I love Christmas, but am also pressured by it, and get inexplicably sad at this time of year. I fight it and fight it, but often feel close to tears (and I am not a crier) even while I'm buzzing around shopping and decorating and partying. I know I am not alone in feeling this.

Hanging in with you,

Tina

I don't know why I don't come here and post more often. You guys are wonderful and I talk about this site and all the things I've learned from you to the nurses in Cambridge. I'm sure I'll be doing the same here in NH

Tina and Susan, wise wise words. Perhaps I'll wear his short all day. It's wearing,,,,but..I don't care. I still have his skin cream in my car that he used to use as I drove him to the hospital in Boston. I have his photos all around me. I don't think about him as often now that I have my cancer. But you're right. This is the time of year I grieve for him. And that's just the way it is.

Thanks so much for being here.

Teresa

hello ladies,

It looks like I'm going to be joining you here...

I've started reading through this thread but seriously; 57pages!!

Today I had my 3weekly herceptin and my 6 weekly visit with my onco. Unfortunately my markers are creeping up and my onco thinks that tamoxifen is failing. He's ordered an MRI for tomorrow so we'll see if anything shows up in that, but he said that if there's any increase at all; even 1 or2 points in the next blood test (6weeks) then we stop tamoxifen and start faslodex.

I'm also on exgeva - started with zometa and switched to exgeva in march 2013. Basically, I'd just like to know what to expect? Would be grateful for any input!

Nicky

Nicky,

Hard to repost, so I will tell you WHERE to find. Go to page 56: http://community.breastcancer.org/topic_post?forum_id=8&id=702314&page=56.

About half way down is a list of questions from GemStateGirl. Then there are about 5 responses from some of the regulars. Take a look, and then ask any questions we didn't cover.

Faslodex has been my magic bullet. I have gotten 48 months of NED for a very low cost. If it works for you, it can work for quite a long time.

All the best,

*susan*

Nicky, welcome to the group. Sorry tamoxifen may be failing you -- it failed me after four years.

Faslodex is easy, all things considered. Just makes you 15-20 years older in some ways (thinning hair, "menopausal" symptoms). You may be living with much of that already depending on your reaction to tamoxifen.

Pam

My hair seems to be holding fine on the Faslodex.  Just had injections last Tuesday.  Finally today I had a spurt of energy and got some things done!

Thinking about what Nicky said. . .I too had to read through a zillion pages of this thread in the beginning.  It's hard for newbies to find the exact info they need.

Would it be disrespectful of the women who came before us to start a new thread?  The initial post could have all the tricks we elucidated on page 56 of this one.

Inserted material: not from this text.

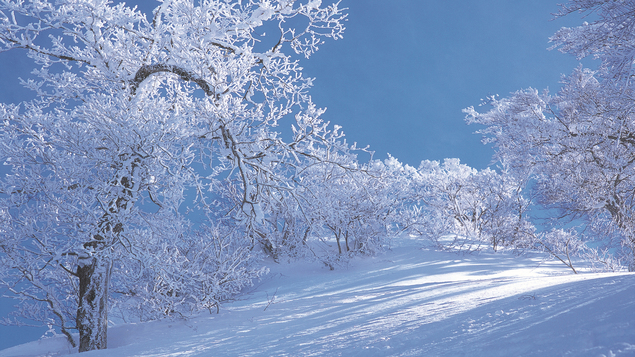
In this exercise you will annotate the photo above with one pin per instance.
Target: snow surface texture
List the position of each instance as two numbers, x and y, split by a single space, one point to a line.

If you all like the idea I'm happy to put together the list and start a 2014 Faslodex Girls/Fanny Pack thread in January. 

Pam

Pajim, my reaction to your sensible suggestion is "Why not?" It would be good to include in your first post a link to the current thread so anyone can wade through it if they're so inclined.  

Tina

I think its a great idea.  And thanks Pajim for offering to do it .

Teresa

Hi Nicky, I was also premenopausal when I was diagnosed Stage IV (after 4.5 years of tamoxifen).  I had Lupron shots (monthly) to suppress ovarian function, then had an oophorectomy.